Many games use UDP, because they don't care about lost packets and don't care about packets arriving in order (they only care about the latest data, delivered with as little overhead as possible), so, no, WebSockets are not a possible solution (WS only uses TCP).
1 - is impossible. You don't know exactly how long a message will take to arrive on a client and no measurement you take will necessarily be applicable to the next message you send. The best you can do is an approximation, but you always need to assume that people will see EITHER slightly different things OR the same things at slightly different times. I'd recommend just sending the current state to everybody and using interpolation/extrapolation to smooth out the gameplay, so that everybody sees the game a few milliseconds in the past, with the delay varying both between players and over time. In general this is rarely a big problem. If you really want to buffer up some past states on the server you can interpolate between them and send different old data to different people in an attempt to sync what they see, but combined with the client side simulation and the jitter in transmission times you'll still see some differences across machines.
2 - the typical way is to run the simulation on the server, and send regular (small) state updates to clients. Clients typically run their own simulations and have a way to blend between their own predicted/interpolated state and the authoritative state that the server is sending them. All decisions other than user input should be made server-side. Ultimately the way you blend these is just a tradeoff between a smooth appearance and an accurate state so it's a cosmetic decision you'll have to make.
3 - your client should typically translate a keypress to a logical action. Your server doesn't care about keys.
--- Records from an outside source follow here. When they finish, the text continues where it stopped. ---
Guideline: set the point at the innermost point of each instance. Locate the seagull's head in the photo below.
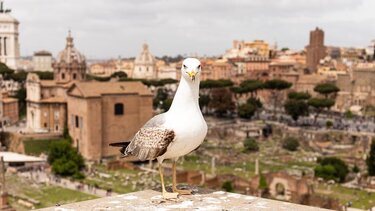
(191, 68)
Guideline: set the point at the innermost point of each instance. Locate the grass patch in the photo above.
(360, 199)
(46, 195)
(38, 146)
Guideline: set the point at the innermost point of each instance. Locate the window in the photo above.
(80, 122)
(119, 109)
(77, 121)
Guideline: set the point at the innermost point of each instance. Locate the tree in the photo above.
(291, 144)
(166, 104)
(326, 89)
(65, 160)
(329, 124)
(251, 145)
(299, 96)
(332, 168)
(221, 101)
(276, 86)
(319, 104)
(204, 101)
(21, 97)
(296, 108)
(370, 161)
(355, 169)
(161, 95)
(246, 110)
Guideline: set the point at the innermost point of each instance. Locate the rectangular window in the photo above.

Send that logical action to the server and it can broadcast it to other clients if they need it. Generally though you wouldn't need to do anything here - any relevant change caused by the action will typically just change the game state, and thus will get sent out in the normal broadcast of that state.
This one is very hard to do, and I can see lots of problems with syncing to 'the slowest'. Can you loosen this up so the clients could be 'eventually consistent'?
Sounds good.
I would send short action events from front ends to backend, have the backend modify game state and publish game state modification events back to the clients, with much attention to only sending the necessary events out to the right subscribers. At this point you can discard any events that don't seem to match or that seem like fakes/hacks.
The best way is to keep track of all objects in only one place, namely the server. Everyone will see the information from the servers one travel time later than it "actually happens" and people's commands will take one travel to register on the server. There really is no way around this. For some applications it can be practical to simulate your own movement right away without waiting for a server response but this will undoubtedly lead to a nightmare with the timing programming and people will typically see each other "lagging around". Collision detection is all but impossible.
The net effect of this is that there will be a sluggishness from when you enter your commands until you see them actually happening but hopefully people will learn to cope with this and try to input their commands slightly earlier to compensate. With slow connections fast-paced realtime games is just impossible.